TACLOBAN CITY- After supertyphoon ‘Yolanda’ pummeled the Visayas in 2013, Caritas Philippines has launched its “most massive, far-reaching and largest funded” response amounting to P2.6 billion “funding infusion” from all Caritas Internationalis member organizations, benefiting more than 1.8 million Filipinos who were severely affected by the deadly storm.
Jing Rey Henderson, communications and partnership development coordinator of Caritas Philippines/National Secretariat for Social Action, disclosed that they informed the survivors that the program “is not of the Catholic Church or the social action centers.”
The Catholic Church’s humanitarian arm believed that even vastly devastated by the typhoon, the communities and families still have the innate capacity to bounce back and become more empowered, resilient and sustainable, she said.
“Through these, it was ensured that even without the presence of the social action centers, and even beyond the funding period, the communities can sustain the programs and interventions,” Henderson said in an interview.
“And true to our vision, this is what has been happening among all 166 communities under the church’s Yolanda/Haiyan intervention. With how the three-year program intervention was designed, implemented, and now being monitored, the communities were given the center-stage to decide, operate and manage the projects and activities,” she added.

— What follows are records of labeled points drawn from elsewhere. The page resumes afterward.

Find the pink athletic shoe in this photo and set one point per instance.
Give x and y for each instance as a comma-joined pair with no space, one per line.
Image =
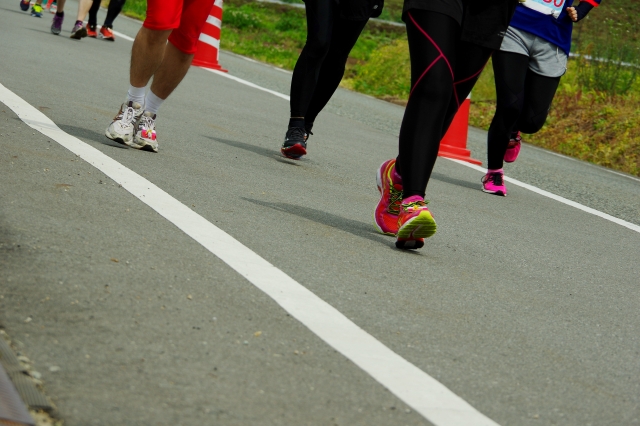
386,213
493,183
415,223
513,149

With regards to the housing, Henderson stressed that the designs have already been finalized in collaboration with the beneficiaries reason for the different designs in different locations.
“This is to ensure that the needs and priorities of the homeowners are met, and protection, security, and safety were also provided. We are happy and proud to let you know that these Yolanda/Haiyan houses have been used and identified also as supplemental evacuation centers during typhoon Ruby and the succeeding typhoons affecting the nine provinces,” she added.
All houses have been completed already, Henderson reported.
“And now, the communities (home-owners’ associations) are managing the housing projects, both on-site and in the relocation sites. The home-owners were also trained on the resiliency features of the houses, carpentry, masonry and other skills which they are now using in maintaining the upkeep of their houses and as additional sources of income for their families,” she said.
Caritas Philippines reported that from Calbayog, Capiz, Aklan, Coron, Borongan, Iloilo, Antique, Cebu and Leyte, they have repaired 593 housing units and constructed 768 transitional units, 1, 923 progressive core-shelter units, and 1, 167 permanent shelter units both in on-site and relocation sites with a total amount of P347,287,400.00 to include its labor cost.
On its design, their progressive core house has a lifespan of 10 years, designed to expand and upgraded by beneficiaries, with covered living space in a square meter of a minimum of 12m2 floor space, yet target families will be able to expand within 12 months and with close monitoring and allocation of a contingency fund.
Permanent houses are either built in row houses with a partition for room and toilet facilities or on-site single detached with a partition for two rooms and toilet facilities.
Aside from the housing and relocation site development, Caritas Philippines also provided early interventions from emergency food, hygiene distribution, livelihood support, water facilities construction, hygiene and sanitation promotion, solid waste management, and ecosystems recovery and other environmental protection activities.